The U.S. House of Representatives recently approved a significant spending cut to the FY12 agriculture spending bill with discretionary funding levels 13% below the FY 11 level. The bill provides $2.1 billion for rural development programs, a 14% decrease of amounting to $338 million. The National Association of Counties (NACo) reports:
In earlier committee action on the bill, the committee report language denied authorization for the NACo-supported Regional Innovation Initiative, which would give USDA the ability to target 5 percent of several rural development programs towards locally led priority projects of rural regions.
An amendment by Rep. Jim Moran (D-Va.) to continue defunding inspections of horses to be sent for slaughter for human consumption, which won with narrow support in the committee, survived the full House vote. Its passage means commercial horse slaughter will remain illegal in the United States.
However, two amendments that surprisingly passed in the committee did not survive the full House vote. Both had been offered by Rep. Jeff Flake (R-Ariz.).
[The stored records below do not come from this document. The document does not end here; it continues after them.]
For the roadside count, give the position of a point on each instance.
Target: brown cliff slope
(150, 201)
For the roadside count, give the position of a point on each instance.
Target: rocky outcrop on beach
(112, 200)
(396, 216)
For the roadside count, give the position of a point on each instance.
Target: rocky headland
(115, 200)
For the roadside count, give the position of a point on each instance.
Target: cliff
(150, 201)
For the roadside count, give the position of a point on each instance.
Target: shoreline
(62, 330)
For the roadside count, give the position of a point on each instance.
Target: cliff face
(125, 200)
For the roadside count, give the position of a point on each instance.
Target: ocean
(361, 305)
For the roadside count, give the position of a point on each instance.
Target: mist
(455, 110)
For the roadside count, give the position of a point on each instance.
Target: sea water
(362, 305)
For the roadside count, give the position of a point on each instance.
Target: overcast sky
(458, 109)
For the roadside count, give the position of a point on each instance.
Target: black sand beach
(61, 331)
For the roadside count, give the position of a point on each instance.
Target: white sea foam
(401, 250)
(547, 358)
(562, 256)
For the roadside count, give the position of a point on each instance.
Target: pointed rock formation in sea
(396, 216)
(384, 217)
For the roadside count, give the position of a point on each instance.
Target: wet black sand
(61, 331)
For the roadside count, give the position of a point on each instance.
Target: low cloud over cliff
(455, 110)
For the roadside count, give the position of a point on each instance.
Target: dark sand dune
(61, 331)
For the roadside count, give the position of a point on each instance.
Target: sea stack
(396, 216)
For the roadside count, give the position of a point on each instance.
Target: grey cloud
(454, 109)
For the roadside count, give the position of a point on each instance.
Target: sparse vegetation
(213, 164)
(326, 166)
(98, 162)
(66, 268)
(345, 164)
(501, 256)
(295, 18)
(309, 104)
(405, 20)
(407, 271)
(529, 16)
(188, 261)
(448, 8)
One amendment would have banned payment of crop subsidies to anyone making more than $250,000 per year.
Another Flake amendment that was ruled out of order before the full vote would have shifted more than $140 million in cotton subsidies from U.S. farmers to pay for a World Trade Organization dispute with Brazil.
The focus now shifts to the Senate, where grassroots action is needed to remind senators about the importance of rural development programs.